The European Union has today revealed it is to release an additional €4million to address climate change in the Maldives.
“Climate change is one of the most pressing development issues that we need to address in today’s world,” said EU Ambassador and Head of Delegation to Sri Lanka and the Maldives H.E. Mr David Daly Tin a press release today.
“The EU has always been at the forefront of concrete action against climate change, while Maldives has through its commitment to Carbon Neutrality and more recent pledge to become a UNESCO Biosphere Reserve at the Rio Summit, led the world by example,” he continued.
The EU press release today noted that this latest climate change grant to the Maldives brings the organisation’s overall contribution to €38million over the past four years.
Granting €6.5 million to the Climate Change Trust Fund in 2009, the EU became the first body to give funds to the scheme intended to assist the Maldives in its pledge to become carbon neutral by 2020.
The initiative was agreed between the EU, the World Bank and the administration of President Mohamed Nasheed – whose efforts to raise awareness of climate change brought international acclaim, most notably at the 2009 Climate Change Forum in Copenhagen.
In a recent report titled ‘Turn Down The Heat’, the World Bank reasserted the urgent need for concerted efforts to support the Maldives in adapting to climate change, due to a projected sea level rise of 115 centimetres by 2090.

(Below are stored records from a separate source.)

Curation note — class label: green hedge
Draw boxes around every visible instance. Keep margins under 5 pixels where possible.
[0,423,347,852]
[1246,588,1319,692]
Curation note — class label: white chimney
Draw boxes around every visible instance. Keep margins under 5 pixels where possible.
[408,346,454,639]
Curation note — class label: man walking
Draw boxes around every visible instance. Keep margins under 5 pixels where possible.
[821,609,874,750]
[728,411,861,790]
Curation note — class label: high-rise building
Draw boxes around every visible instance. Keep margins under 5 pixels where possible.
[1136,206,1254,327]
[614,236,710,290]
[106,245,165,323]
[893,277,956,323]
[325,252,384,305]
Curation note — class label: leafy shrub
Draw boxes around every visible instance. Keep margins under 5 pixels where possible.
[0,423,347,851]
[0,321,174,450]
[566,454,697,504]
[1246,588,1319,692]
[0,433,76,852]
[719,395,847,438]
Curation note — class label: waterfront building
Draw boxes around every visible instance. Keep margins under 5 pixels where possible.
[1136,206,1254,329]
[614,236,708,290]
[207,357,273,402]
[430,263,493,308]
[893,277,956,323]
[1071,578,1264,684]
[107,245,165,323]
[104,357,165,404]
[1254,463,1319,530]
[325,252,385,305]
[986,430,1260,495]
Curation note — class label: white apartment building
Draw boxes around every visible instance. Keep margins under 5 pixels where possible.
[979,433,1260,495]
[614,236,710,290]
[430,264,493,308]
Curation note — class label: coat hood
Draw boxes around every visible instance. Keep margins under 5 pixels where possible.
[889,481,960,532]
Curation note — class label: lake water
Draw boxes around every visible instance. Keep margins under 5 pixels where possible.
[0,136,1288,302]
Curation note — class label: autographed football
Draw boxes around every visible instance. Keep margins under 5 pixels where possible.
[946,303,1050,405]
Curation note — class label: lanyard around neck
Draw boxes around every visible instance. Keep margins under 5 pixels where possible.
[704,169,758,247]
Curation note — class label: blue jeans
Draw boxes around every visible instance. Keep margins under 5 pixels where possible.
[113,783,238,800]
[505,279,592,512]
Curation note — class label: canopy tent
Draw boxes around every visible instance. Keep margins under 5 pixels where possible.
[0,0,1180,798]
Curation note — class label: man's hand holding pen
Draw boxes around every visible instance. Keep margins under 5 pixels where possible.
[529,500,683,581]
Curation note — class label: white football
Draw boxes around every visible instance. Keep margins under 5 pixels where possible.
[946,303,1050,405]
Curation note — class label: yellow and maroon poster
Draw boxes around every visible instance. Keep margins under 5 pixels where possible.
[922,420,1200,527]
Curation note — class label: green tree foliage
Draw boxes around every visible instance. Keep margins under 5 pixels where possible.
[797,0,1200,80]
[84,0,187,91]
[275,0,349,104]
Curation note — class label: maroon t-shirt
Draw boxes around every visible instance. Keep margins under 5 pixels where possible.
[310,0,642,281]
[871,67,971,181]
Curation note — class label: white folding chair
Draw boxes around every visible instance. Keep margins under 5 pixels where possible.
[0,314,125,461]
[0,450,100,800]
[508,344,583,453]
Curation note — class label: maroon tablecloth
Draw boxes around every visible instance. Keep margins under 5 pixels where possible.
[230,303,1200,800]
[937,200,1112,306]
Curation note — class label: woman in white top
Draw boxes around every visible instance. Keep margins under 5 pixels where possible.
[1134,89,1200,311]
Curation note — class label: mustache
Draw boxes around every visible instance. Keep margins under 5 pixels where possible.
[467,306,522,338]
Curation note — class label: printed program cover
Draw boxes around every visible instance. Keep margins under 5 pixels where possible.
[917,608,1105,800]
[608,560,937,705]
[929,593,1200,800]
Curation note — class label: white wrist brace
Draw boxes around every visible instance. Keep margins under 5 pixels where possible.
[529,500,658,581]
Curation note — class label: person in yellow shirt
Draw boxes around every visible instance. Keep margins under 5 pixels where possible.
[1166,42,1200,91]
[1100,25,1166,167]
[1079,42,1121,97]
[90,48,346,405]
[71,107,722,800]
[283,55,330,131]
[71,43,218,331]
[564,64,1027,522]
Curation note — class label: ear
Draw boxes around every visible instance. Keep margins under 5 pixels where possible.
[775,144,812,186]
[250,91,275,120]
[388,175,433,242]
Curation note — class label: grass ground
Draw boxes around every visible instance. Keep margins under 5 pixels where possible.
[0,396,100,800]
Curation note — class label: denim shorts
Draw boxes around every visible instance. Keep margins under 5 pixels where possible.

The new EU funds will go towards replicating previous projects with a particular focus on the country’s two southernmost atolls – Addu and Fuvahmulah – which will also receive capacity building assistance for local government structures.
Local NGO Transparency Maldives has in the past noted the potential for corruption due to institutional weaknesses in the Maldives’ climate governance structures.
“The current projects, being implemented by the World Bank in partnership with the Government of Maldives, focuses specifically on renewable energy solutions, wetlands conservation, rainwater harvesting, coral reef monitoring and solid waste management,” stated the EU today.
A further 22,000 inhabitants are expected to benefit from the new projects in Fuvamulah, Addu, and parts of North Ari Atoll.
“It will enable the Government in implementing a clear strategy for wetland and drainage management, ecotourism and community rainwater harvesting. The project also aims at partnering with tourist resorts for coral reef monitoring and demonstrates the manner in which efficient monitoring can be used as a tool to support decision-making, particularly in the context of coral reef protection and conservation,” read the release.
During the summer, the United States also pledged US$7.2 million for global climate change adaptation project, also including local level capacity building and exploration of further avenues for cooperation on climate change.